Let us not also forget that once an individual has brushed past us to get the last loaf of bread or sat next to us on public transport, the very damage our choice is trying to prevent has already potentially been done. While an incredibly brief stint of proximity to someone doesn’t guarantee infection (any more than maintaining distance guarantees safety), there have been reports of fleeting close contact leading to people catching the virus – particularly with the arrival of the more transmissible delta variant. So the further we remain from someone, the safer we will be.
If our two-metre perimeter has been breached, then our right to maintain that distance for the purpose of conferring extra protection from contracting coronavirus has been irreversibly violated. To simply reinstate that space around us does not remove the possibility that we may already have been infected.
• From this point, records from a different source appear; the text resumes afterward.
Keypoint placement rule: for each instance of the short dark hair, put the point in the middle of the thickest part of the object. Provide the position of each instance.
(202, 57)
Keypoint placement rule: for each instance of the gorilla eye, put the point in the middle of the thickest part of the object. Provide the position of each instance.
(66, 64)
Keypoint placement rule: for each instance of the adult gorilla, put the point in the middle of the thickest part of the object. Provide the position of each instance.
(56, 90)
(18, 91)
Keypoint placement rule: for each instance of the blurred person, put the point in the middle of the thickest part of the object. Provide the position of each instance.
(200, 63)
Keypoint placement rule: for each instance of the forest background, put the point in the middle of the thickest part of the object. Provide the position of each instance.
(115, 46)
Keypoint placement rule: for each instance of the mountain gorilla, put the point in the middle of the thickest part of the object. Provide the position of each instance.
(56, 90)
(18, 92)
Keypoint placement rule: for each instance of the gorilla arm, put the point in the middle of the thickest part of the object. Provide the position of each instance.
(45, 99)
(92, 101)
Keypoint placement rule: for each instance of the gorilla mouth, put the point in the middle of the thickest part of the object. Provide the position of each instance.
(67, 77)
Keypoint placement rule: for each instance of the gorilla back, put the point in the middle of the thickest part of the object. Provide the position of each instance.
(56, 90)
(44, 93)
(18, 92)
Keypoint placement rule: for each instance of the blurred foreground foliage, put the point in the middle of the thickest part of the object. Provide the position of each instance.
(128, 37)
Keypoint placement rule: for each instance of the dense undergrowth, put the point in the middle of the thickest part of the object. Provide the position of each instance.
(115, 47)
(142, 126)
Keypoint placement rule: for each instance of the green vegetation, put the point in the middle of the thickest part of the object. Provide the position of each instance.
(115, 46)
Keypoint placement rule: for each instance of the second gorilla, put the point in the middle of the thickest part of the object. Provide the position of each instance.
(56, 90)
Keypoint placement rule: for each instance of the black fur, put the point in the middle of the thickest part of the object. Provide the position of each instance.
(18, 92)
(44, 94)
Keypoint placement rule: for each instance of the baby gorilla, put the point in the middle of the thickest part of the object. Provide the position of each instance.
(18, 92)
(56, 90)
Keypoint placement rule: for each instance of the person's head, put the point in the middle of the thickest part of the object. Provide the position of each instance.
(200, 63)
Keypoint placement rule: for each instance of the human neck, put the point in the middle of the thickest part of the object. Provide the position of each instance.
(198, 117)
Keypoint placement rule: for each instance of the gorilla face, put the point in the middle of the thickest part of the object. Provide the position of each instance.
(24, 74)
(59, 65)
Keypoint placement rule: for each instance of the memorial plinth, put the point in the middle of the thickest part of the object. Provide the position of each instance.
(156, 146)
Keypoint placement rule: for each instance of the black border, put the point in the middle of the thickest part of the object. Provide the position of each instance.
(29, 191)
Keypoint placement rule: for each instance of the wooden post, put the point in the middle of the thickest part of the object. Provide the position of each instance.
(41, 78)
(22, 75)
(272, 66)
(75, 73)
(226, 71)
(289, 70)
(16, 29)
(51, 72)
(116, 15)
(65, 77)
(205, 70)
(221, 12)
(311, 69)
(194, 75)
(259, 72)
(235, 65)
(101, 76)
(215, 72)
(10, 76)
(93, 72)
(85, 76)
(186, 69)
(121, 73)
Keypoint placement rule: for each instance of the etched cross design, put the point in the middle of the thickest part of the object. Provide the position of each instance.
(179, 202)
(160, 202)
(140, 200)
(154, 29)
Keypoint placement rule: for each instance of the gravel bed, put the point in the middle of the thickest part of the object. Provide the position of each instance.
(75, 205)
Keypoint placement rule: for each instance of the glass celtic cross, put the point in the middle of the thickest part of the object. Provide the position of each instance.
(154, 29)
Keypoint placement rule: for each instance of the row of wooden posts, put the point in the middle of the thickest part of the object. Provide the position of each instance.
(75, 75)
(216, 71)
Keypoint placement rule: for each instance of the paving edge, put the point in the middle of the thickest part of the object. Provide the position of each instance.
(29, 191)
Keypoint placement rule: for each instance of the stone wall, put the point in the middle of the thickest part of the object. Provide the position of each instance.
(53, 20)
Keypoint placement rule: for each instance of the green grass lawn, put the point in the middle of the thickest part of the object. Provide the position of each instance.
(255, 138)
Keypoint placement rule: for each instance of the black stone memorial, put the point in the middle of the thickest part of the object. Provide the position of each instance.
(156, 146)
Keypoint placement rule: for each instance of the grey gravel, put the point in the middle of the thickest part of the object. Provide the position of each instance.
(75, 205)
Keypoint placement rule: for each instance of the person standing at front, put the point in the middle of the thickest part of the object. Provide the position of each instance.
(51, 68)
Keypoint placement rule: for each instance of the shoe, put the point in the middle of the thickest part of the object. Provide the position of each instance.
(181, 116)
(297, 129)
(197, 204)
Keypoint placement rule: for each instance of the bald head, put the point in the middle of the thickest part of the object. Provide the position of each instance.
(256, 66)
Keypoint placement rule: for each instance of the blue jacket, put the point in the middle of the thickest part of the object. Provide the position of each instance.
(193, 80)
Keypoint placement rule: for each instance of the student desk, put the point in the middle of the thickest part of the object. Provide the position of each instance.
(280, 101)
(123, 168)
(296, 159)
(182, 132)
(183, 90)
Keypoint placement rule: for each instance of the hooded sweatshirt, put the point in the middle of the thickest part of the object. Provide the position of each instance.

If the post-lockdown roadmap is paved with personal choice, then surely these choices must be given equal weight. We cannot be free to restrict the freedom of others.
Far from marking a day of freedom, July 19 instead represents for many – the elderly, the immunocompromised, those unable to take vaccines – an increase in fear, and an almost total reduction in the choices that they are able to make once others have made theirs. The very vulnerable will once again be left only with the choice to eschew public places, lest they potentially come into contact with someone who chooses not to protect those around them.
We should all hold dominion over our own bodies and our own health: no-one should have the power to choose what we are happy to subject our own bodies to or the risks we are willing to take with our own health. Removing mandated restrictions in England forces us to accept someone else’s idea of what is an acceptable risk for us.